There's a day dedicated to Fettuccini Alfredo (February 7). Who knew? But if any food deserved a national holiday, I'm on board with this.
One of my best friends is Italian. Raging Italian. As in I'm not allowed to to say certain words in front of her, like proscuitto, unless I'm also copping a half-decent Italian-American accent.
My Southern-US-Transplanted-Canadian-Fake-Italian accent is an endless source of delight to other Italians who may be in the vicinity of us while we're shopping, and trust me, living in Hamilton? There are many. This is also awkward because I love Italian food, so we discuss it frequently, so I should probably hire a professional voice tutor.
I have it on good authority that Italians can't believe some of the stuff we call Italian food and how we eat it. Knowing what I do of the culture, I'm not really surprised. Italians love food, and Italian food is all about delighting in the flavour of fresh, simple, quality ingredients. When you buy a jar of alfredo sauce in the store, it is not any of those things.
Your average jar of store-bought alfredo sauce has like 10-15 ingredients, and at least half of them are thickeners and preservatives. REAL alfredo sauce, at heart, is just THREE ingredients: butter, cream, cheese.
I swear. That's it. You might have as many as five or six ingredients if you get a little saucy (badum-ching!) and add in some craziness like garlic or nutmeg, plus salt and pepper.
So let this be a lesson: if your alfredo sauce has an unpronouncable ingredient with more than 9 letters in it, or contains any hyphens, you might be doing it wrong.
I can't believe how people cheat themselves out of the joy that is real alfredo sauce. Maybe the reason why is people don't understand how easy (and fast) it is to make (seriously, like 2-3 minutes tops). If you were a fan of my Spaghetti e Olio, you know how fast that comes together! Imagine that while you're waiting for the pasta to drain, you drop a pat of butter and pour a little cream into the bottom of the pasta pot, melt the butter, thicken it with a little grated parmesan, and stir the pasta back in.

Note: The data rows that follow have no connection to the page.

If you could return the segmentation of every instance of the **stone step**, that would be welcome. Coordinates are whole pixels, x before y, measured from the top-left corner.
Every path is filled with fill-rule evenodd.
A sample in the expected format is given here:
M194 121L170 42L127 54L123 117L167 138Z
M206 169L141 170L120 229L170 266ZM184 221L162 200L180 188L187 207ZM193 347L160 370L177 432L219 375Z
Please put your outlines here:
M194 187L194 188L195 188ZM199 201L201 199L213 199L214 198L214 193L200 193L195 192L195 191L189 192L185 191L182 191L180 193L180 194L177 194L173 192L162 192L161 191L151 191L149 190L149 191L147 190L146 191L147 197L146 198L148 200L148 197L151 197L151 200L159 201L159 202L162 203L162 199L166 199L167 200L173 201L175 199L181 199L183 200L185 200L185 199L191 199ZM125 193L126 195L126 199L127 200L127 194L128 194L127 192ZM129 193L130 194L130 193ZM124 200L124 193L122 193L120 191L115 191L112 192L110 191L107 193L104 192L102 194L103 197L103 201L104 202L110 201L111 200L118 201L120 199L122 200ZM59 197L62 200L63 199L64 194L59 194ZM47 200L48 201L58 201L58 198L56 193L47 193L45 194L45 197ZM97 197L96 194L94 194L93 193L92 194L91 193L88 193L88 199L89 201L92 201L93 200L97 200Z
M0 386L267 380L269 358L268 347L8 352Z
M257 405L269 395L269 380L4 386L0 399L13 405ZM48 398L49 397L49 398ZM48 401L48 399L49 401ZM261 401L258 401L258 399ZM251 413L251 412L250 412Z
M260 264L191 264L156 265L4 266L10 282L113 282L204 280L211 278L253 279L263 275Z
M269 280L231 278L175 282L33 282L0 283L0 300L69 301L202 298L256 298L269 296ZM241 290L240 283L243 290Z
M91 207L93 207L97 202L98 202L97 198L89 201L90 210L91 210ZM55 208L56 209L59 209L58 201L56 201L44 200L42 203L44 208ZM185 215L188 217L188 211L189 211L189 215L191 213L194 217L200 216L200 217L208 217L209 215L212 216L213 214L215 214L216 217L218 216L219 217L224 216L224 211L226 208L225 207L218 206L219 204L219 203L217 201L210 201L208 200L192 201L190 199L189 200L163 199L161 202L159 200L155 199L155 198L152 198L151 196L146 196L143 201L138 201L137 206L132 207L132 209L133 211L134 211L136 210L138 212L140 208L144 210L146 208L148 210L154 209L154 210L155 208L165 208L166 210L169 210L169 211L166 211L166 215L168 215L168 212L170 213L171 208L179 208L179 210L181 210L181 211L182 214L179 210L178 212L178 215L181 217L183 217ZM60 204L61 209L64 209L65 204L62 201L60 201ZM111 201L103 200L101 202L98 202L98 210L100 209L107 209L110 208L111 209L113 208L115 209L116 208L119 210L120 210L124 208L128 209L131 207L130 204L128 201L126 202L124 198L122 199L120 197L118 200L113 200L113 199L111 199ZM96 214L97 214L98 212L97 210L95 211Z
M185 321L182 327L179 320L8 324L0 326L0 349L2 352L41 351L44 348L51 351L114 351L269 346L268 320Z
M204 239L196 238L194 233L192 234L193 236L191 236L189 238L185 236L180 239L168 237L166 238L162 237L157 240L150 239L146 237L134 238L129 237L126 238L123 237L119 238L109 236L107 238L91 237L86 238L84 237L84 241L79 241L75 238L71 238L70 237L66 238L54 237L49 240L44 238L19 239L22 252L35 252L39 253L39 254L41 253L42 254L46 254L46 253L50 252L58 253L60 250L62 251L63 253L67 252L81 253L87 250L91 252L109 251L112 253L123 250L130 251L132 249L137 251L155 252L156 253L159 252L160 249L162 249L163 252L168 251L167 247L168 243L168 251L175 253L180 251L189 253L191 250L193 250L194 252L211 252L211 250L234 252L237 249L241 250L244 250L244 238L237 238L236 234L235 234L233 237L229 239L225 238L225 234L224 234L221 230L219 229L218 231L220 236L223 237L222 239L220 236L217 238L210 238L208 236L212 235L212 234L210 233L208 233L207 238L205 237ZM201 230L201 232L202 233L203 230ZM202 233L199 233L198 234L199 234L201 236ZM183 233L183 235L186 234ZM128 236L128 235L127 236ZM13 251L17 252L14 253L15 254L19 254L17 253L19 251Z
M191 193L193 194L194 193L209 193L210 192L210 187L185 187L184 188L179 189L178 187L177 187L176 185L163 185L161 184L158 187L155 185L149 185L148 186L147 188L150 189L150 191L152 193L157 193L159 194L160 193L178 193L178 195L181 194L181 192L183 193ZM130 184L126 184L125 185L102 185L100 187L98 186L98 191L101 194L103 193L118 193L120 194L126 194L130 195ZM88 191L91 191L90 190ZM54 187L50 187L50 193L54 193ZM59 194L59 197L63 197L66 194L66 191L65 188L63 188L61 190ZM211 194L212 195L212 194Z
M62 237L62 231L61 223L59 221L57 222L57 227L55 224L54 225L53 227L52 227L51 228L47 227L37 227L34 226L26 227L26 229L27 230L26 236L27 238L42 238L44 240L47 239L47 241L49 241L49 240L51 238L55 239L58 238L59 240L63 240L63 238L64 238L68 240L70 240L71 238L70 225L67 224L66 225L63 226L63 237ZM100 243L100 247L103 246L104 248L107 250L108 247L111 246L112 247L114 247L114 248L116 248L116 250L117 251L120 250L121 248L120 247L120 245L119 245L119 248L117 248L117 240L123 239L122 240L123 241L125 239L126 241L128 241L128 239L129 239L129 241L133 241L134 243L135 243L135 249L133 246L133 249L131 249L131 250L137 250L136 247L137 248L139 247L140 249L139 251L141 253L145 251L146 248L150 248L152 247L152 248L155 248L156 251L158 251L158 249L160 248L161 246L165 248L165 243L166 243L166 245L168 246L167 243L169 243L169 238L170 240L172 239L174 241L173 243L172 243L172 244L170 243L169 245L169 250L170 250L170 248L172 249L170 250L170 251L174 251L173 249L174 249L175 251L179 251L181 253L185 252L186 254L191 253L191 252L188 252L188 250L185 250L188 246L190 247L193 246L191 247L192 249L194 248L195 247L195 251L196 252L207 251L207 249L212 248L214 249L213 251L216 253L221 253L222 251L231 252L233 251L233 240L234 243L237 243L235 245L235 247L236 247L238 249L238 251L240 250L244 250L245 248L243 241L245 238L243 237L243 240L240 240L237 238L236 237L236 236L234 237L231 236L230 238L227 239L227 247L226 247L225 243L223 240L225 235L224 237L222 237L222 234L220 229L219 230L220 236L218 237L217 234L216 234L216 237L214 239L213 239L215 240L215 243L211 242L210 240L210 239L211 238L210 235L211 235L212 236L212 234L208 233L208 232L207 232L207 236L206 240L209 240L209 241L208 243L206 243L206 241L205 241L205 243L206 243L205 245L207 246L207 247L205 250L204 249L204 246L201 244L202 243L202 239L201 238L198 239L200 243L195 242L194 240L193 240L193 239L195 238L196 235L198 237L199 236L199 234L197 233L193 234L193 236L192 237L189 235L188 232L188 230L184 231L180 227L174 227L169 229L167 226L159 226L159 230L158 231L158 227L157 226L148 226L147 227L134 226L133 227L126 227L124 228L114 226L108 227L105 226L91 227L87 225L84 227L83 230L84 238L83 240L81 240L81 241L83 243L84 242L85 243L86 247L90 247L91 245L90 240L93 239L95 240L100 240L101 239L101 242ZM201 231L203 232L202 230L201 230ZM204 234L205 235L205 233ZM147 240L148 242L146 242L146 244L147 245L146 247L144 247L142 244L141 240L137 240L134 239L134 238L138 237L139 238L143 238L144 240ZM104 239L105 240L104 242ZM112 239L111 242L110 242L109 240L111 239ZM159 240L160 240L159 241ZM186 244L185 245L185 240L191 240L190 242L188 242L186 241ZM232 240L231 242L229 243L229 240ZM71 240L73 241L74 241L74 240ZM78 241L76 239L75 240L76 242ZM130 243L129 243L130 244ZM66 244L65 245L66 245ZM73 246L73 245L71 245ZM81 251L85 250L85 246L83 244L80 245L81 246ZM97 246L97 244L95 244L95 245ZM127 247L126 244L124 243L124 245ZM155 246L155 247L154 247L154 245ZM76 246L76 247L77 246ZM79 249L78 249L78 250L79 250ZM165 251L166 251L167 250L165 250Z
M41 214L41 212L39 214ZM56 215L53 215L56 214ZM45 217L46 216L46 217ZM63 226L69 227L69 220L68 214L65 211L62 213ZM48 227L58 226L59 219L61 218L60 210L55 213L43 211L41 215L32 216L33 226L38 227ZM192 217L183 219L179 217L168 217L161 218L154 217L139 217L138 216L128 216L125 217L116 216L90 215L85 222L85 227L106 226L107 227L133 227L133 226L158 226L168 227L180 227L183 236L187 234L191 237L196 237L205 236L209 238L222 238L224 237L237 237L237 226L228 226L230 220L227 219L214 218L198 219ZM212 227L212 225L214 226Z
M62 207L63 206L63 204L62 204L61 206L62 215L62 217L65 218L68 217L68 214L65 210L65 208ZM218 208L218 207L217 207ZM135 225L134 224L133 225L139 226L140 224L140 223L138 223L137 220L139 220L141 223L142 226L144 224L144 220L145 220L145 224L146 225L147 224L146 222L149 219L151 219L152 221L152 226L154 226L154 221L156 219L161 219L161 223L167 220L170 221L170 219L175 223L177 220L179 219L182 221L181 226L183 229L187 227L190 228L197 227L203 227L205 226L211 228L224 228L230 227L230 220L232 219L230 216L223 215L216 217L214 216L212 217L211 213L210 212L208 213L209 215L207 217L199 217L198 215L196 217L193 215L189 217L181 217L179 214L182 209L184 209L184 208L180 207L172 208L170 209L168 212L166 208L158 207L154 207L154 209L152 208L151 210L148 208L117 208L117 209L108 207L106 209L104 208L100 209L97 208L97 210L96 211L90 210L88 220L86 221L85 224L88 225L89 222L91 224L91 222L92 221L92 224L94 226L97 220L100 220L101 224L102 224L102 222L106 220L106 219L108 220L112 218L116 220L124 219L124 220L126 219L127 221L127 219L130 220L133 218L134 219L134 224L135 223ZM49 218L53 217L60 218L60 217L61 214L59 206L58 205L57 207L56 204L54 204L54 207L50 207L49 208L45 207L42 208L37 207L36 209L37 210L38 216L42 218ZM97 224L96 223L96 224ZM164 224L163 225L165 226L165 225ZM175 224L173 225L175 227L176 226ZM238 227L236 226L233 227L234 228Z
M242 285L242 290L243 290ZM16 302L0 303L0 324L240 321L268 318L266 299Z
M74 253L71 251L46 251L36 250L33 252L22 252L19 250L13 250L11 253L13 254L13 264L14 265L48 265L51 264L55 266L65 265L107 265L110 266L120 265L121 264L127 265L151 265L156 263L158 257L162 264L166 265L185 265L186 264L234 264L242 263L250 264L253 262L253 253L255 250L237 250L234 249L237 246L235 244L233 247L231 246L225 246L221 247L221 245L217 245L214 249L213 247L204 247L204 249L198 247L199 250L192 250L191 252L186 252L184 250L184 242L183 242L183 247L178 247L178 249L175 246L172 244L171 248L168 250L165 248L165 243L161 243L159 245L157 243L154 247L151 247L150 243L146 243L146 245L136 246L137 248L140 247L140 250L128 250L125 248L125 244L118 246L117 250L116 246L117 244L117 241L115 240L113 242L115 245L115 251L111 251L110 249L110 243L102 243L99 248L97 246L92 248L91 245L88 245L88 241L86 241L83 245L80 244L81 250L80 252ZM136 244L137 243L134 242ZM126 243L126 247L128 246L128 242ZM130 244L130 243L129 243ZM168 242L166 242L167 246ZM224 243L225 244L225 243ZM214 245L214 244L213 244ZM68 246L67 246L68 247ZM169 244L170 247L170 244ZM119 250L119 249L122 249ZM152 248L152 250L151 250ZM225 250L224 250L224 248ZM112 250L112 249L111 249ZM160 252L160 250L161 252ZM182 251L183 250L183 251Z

Don't use a can of cheap parmesan for this one--you will be very sad (sorry big brands, but it's true). Go to the deli area and get them to point you at the tubs of grated Reggiano. While you're there, grab yourself a rotisserie chicken if you want to add a little something-something, and slice some up to top your pasta.
Then prop your feet up and bask in the adoration of your family members while you make them do the dishes.
1 LB (450g) fettuccini pasta - fresh (soft, not dried) if possible
3/4 cup freshly grated Parmigiano-Reggiano, plus extra to serve
2 tbsp butter
1 cup heavy cream, divided
Salt, fresh-cracked pepper, and ground nutmeg
Grilled or roasted chicken (optional)
Bring a large pot of lightly-salted water to a boil.
Add the pasta, and cook 2-3 minutes (if fresh), or 7-8 minutes (if dried), until tender but still firm to bite. Drain the fettuccini in the sink, but do not rinse.
After pouring the fettuccini into the colander, return the pot to the stove and reduce heat to medium-low. Add the butter and about 2/3 of the cream. Once the butter is fully melted and the cream is hot (but not boiling), return the pasta to the pot, and toss to coat. Sprinkle the pasta with the cheese, a dash of ground nutmeg, and additional salt and cracked pepper as you toss it, allowing it to heat through. If sauce becomes a little dry or lumpy, add a splash more cream.
Serve immediately. Garnish with chicken and fresh chopped parsley, if desired.